# If EXT4, don't use 3.5.7 / 3.6.2 kernels [OBSOLETE]

## aCOSwt

ext4 data corruption regression

----------

## gerard27

Thanks aCOSwt.

I installed 3.5.7 two days ago.

No problems so far but to be on the safe side I switched back to 3.4.9.

Gerard.

----------

## bandreabis

Affected kernels have been Hard Masked!

At least yesterday they were.

----------

## aCOSwt

Could be some poorly tested specific option's fault :

 *Quote:*   

> > the full set of options for all my ext4 filesystems are:
> 
> > 
> 
> > rw,nosuid,nodev,relatime,journal_checksum,journal_async_commit,nobarrier,quota,
> ...

 

----------

## c00l.wave

Note that there's a null-pointer dereference occuring when large files are being deleted from ext4 filesystems in 3.4.9, which was my main reason to upgrade to and stay at 3.5.7 on the systems I maintain (I've actually hit the null-pointer bug when moving backups of many tens of gigabytes across disks).
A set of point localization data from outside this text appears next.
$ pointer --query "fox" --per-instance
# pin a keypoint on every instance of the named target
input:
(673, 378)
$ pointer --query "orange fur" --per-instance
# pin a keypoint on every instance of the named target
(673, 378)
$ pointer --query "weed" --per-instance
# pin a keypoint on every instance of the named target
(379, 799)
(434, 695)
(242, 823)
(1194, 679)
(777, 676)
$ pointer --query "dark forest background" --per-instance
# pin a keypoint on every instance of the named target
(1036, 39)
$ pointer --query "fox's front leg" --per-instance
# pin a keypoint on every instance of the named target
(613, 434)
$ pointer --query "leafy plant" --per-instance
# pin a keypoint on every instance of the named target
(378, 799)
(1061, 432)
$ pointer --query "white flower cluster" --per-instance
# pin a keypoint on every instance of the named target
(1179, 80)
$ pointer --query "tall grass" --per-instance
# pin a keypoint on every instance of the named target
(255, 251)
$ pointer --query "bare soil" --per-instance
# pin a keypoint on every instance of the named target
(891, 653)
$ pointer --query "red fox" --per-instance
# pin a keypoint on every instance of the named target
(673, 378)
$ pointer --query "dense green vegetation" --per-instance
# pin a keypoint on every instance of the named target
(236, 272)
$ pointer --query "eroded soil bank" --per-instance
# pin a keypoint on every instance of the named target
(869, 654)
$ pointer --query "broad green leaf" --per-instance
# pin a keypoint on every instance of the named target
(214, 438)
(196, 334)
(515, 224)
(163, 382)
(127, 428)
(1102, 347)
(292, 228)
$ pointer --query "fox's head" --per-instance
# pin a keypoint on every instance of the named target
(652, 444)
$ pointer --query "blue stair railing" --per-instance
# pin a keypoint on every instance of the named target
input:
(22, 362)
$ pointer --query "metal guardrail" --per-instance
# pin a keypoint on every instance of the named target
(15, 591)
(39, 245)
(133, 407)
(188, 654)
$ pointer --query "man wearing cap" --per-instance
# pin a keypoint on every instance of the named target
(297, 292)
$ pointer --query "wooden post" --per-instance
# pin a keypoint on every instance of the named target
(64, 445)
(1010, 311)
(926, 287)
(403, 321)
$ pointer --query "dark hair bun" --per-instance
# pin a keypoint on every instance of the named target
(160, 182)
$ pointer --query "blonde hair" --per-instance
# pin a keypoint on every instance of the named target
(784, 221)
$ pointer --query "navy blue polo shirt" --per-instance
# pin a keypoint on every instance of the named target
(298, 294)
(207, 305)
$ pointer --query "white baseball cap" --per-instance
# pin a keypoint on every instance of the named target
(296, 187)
It's much more probable to hit that bug than hitting the journal bug that led into masking panics - for what I read, the current bug is considered to occur only under very specific circumstances that require having created and mounted the filesystem with uncommon options.

The null-pointer bug seems to have been missed by Gentoo devs but now has a bug report as well (at least it reads like the same one I encountered).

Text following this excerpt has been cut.